5. Put water into a small pot, then put the pot in a larger pot (after having applied a lid on an appropriate spot). Fill the second pot with water and sit watch it. Now, what happens?

  1. The little pot begins to boil inside the unboiling larger pot, since you cannot see it, it isn't watched.
  2. None of the pots begin to boil; the outer since you are watching it and the inner since it has to be heated to boil.
  3. Your mother enters and tells you to stop playing with the pots.

Michael responds:

Shut up!

SW responds:

Whilst this is a little abrupt, I must remind readers that the research department hasn't the funds to do further research into these important matters. If anyone is willing to fund further research, or undertake the research themselves, then please let us know by writing to .

Kevin Cherubini, Ex-High Druid of the Pagan Revolution writes:

Sir,

I was distressed, as ever, to notice the unjustifiable shortage of submissions from my good self on your Letters page. You may burble on that I haven't been submitting any letters for publication, but this I feel would be a poor excuse and a damning indictment of your investigative journalistic capabilities.

On a different subject, and in reply to your experiments and some previous correspondence, there is concrete scientific evidence that a watched kettle never actually does boil.

At a quantum level, when heat is transferred through the electric element into the water molecules, the electrons in the molecules become "excited" and move up to a higher energy level. However, there is no sure way of telling when a particular electron will become excited as this happens purely at random - all we can do is to state that for a large number of electrons, a certain percentage of them will have "jumped" given a certain interval and a certain amount of energy.

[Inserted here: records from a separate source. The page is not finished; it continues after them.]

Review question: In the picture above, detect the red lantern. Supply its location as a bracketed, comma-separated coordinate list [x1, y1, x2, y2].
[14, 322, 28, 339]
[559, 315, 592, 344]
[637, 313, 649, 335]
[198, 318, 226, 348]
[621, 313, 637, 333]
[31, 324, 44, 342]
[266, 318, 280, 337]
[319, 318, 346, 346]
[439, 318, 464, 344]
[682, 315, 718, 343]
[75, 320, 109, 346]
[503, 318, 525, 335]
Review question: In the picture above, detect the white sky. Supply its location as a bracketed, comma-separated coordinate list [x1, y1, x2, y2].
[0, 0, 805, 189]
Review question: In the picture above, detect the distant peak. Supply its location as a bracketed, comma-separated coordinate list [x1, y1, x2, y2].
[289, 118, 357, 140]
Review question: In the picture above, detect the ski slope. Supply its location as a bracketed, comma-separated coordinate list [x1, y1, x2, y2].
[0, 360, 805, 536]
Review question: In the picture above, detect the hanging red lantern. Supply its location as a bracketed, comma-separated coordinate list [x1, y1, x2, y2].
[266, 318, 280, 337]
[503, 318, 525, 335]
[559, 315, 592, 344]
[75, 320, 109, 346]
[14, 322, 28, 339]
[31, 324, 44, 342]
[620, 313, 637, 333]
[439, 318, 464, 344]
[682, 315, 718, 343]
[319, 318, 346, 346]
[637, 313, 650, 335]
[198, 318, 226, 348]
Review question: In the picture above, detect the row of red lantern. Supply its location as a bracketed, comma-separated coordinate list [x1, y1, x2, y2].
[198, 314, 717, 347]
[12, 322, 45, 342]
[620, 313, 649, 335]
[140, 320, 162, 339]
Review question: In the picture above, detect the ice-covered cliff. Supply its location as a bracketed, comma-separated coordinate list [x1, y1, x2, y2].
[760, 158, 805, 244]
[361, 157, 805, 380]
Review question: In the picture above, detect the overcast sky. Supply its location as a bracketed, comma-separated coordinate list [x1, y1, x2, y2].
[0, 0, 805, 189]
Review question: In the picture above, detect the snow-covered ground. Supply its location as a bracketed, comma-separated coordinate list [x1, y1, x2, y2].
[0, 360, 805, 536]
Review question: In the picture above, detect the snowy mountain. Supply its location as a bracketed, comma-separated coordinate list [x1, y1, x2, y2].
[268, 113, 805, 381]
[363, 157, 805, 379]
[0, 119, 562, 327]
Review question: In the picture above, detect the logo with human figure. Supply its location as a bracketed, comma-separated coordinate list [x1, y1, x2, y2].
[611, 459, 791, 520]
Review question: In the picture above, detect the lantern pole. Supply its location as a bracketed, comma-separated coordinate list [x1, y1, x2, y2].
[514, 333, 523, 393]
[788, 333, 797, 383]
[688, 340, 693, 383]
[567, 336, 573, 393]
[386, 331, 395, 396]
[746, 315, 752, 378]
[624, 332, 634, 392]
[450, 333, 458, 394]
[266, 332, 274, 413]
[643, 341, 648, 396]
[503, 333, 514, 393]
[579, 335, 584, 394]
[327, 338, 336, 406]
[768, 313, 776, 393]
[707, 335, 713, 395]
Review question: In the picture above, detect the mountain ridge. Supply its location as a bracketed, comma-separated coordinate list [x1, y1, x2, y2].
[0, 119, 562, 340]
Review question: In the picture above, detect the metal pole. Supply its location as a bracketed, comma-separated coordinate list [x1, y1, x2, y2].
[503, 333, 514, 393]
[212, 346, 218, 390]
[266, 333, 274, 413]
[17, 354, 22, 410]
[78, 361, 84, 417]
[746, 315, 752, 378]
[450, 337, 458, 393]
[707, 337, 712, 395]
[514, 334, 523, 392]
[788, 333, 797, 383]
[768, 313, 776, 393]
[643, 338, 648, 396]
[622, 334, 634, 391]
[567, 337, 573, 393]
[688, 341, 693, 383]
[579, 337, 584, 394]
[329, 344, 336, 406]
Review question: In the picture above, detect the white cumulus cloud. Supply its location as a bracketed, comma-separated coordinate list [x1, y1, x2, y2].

It all boils down to probabilities.

But when any quantum state is observed, then all probabilities are immediately resolved. So, if we look at the an electron when the probability of it having already jumped is only p=0.01, or 1%, then it will resolve to the lower energy level. Multiplying this effect out among all the electrons in the given quantity of water, it will be seen that as long as all electrons are observed when their probability of jumping reaches 1%, they will never jump, regardless of how much energy is pumped into them.

In other words, if you continue to observe the kettle, it will never boil! Any boiling that you DO notice is due to the human phenomenon of blinking.

I trust that this quantum study of the proverb will find its way onto your Letters Page - after all, if you'll publish letters from Flynn and Thomsen, you'll publish anything.

I remain, Sir, your true servant,

SW responds:

It seems to me that your argument is seriously flawed. Firstly, if there is any chance of water molecules having jumped to a higher energy level, then this should mean that there is a slim chance of it boiling. The main flaw however is that this argument seems to be a proof of the impossibility of boiling water if it is watched, while the proverb concerns itself with watching a kettle. The water within an enclosed kettle would not be observed in itself, so it would be possible to boil it, even following the above theory. Should you remove the lid from the kettle (assuming this is possible) then the boiling would be delayed by the observation of some of the quantity of water, but even here, the water would eventually boil as some of the water would be shielded from observation by the element, and sides of the kettle.
(Fat) Kevin Cherubini, The Gross One writes:

Sir,

Bibble, bibble ker-poing poing.

SW responds:

It is letters of the above quality which force me to control the number of missives from you that my journalistic abilities could allow me to print on this page.

By the way, are you THE Fat Man, aka Chris Cringle or Joe Stalin? The public need to know.